The “Revolt at Cincinnati” was followed by the “tax revolt,” which began in California in 1979. Conservative activists organized to pass Proposition 13, which slashed property taxes and shrank budgets with an impact that lasted for three decades. In Arizona, Colorado and other Western states, landowners opposed the Interior Department environmental policies in a “sagebrush rebellion.” Organized business shifted, too, albeit with a less mutinous stance. Corporate lobbying had been a hushed affair, with big companies such as Procter & Gamble or General Motors wooing and contributing to Democratic and Republican incumbents alike. Power and initiative shifted to the US Chamber of Commerce and other ideologically charged coalitions. In the late 197os, the Chamber supplanted the Business Roundtable (the genteel organization of CEOs) as a free-spending lobbying organization for deregulation, tax cuts and laws to make it harder to organize a union. Business lobbying organizations became more political, more partisan, harder hitting.

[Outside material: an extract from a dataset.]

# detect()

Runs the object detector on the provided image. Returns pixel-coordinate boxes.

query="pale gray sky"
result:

The New Right stitched together causes, some intrinsically at odds with others. Social conservatives sought to restore traditional gender roles and values. Economic conservatives wanted lower taxes and a reduced regulatory role for government. Foreign policy moved Northern Catholic “Reagan Democrats” and formerly liberal Jewish “neoconservatives,” especially when Democrats seemed weak in the long twilight struggle against communism. As the rights language of the social movements of the 196os began to permeate society, conservatives began to adopt them. Young conservatives spoke less frequently of “tradition,” more of “freedom.” Broad and growing disdain for government deepened the appeal. In 1958, measured by polls, 78 percent trusted the government to “do what is right” most or nearly all the time. By the late 197os that had fallen to 25 percent.

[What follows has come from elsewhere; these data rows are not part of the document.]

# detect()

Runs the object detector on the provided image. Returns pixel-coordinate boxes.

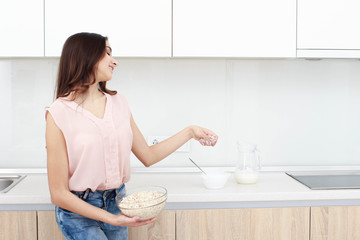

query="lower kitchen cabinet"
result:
[0,211,37,240]
[176,207,310,240]
[5,206,360,240]
[129,210,177,240]
[37,211,65,240]
[310,206,360,240]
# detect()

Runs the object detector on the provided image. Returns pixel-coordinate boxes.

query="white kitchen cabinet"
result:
[297,0,360,58]
[45,0,171,57]
[0,0,44,57]
[173,0,296,58]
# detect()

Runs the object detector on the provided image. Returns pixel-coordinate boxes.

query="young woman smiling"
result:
[46,33,217,240]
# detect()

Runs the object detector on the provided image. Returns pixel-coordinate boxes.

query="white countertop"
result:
[0,172,360,210]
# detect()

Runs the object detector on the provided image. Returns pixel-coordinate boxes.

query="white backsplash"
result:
[0,58,360,168]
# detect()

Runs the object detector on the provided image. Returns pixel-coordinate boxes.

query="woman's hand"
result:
[191,126,218,146]
[112,214,156,227]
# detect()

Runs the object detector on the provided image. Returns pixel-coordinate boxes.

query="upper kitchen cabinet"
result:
[297,0,360,58]
[45,0,171,57]
[0,0,44,57]
[173,0,296,58]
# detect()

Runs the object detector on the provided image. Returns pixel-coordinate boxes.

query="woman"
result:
[46,33,217,239]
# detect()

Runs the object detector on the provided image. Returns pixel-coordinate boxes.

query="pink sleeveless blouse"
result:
[48,93,133,191]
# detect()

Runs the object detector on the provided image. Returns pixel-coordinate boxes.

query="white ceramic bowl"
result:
[116,186,167,220]
[201,169,230,189]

In its new militance, the NRA fused with other conservative organizations in an overtly political coalition. Journalist Thomas Byrne Edsall, the most acute chronicler of the shift, wrote, “Over the past 40 years the Republican Party and the conservative movement have together created a juggernaut — a loosely connected but highly coordinated network of individuals and organizations — with a shared stake in a strong, centralized political machine.” The NRA became critical to that new machine, providing fierce energy and dedicated voters. From the time of the first urban rioting in 1964 until Ronald Reagan’s first year as president, membership tripled (from 600,000 to 1.9 million).

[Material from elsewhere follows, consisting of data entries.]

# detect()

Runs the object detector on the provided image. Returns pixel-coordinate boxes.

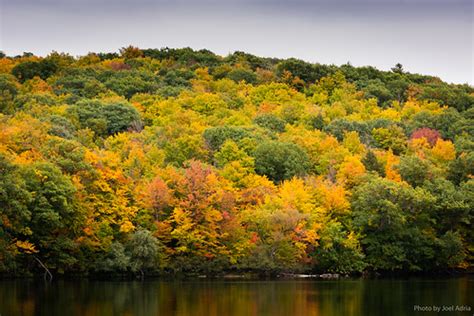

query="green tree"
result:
[253,141,311,182]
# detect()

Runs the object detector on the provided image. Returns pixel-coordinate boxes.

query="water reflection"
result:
[0,277,474,316]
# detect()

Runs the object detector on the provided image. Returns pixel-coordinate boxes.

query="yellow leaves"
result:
[342,131,365,155]
[385,150,402,182]
[337,156,365,187]
[0,58,15,73]
[120,220,135,233]
[430,138,456,164]
[278,178,314,214]
[15,240,38,254]
[400,99,446,120]
[311,178,350,216]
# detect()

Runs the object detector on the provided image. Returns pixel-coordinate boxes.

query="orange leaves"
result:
[15,240,38,254]
[148,177,172,212]
[430,138,456,163]
[337,156,365,187]
[385,150,402,182]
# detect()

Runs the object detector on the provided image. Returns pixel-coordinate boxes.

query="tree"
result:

As the NRA emphasized the Second Amendment, Reagan gave the new constitutional thrust rhetorical support. The 1972 Republican platform had supported gun control. “We pledge a tireless campaign against crime — to restore safety to our streets and security to law-abiding citizens who have a right to enjoy their homes and communities free from fear. We pledge to . . . intensify efforts to prevent criminal access to all weapons, including special emphasis on cheap, readily-obtainable hand-guns . . . with such federal law as necessary to enable the states to meet their responsibilities.”
In 1975, preparing to challenge Gerald R. Ford for the Republican nomination, Reagan wrote, “The Second Amendment is clear, or ought to be. It appears to leave little if any leeway for the gun control advocate.” The 1980 GOP platform now proclaimed, “We believe the right of citizens to keep and bear arms must be preserved. Accordingly, we oppose federal registration of firearms.” It called for repeal of some existing gun laws.
That year the NRA gave Reagan its first-ever presidential endorsement.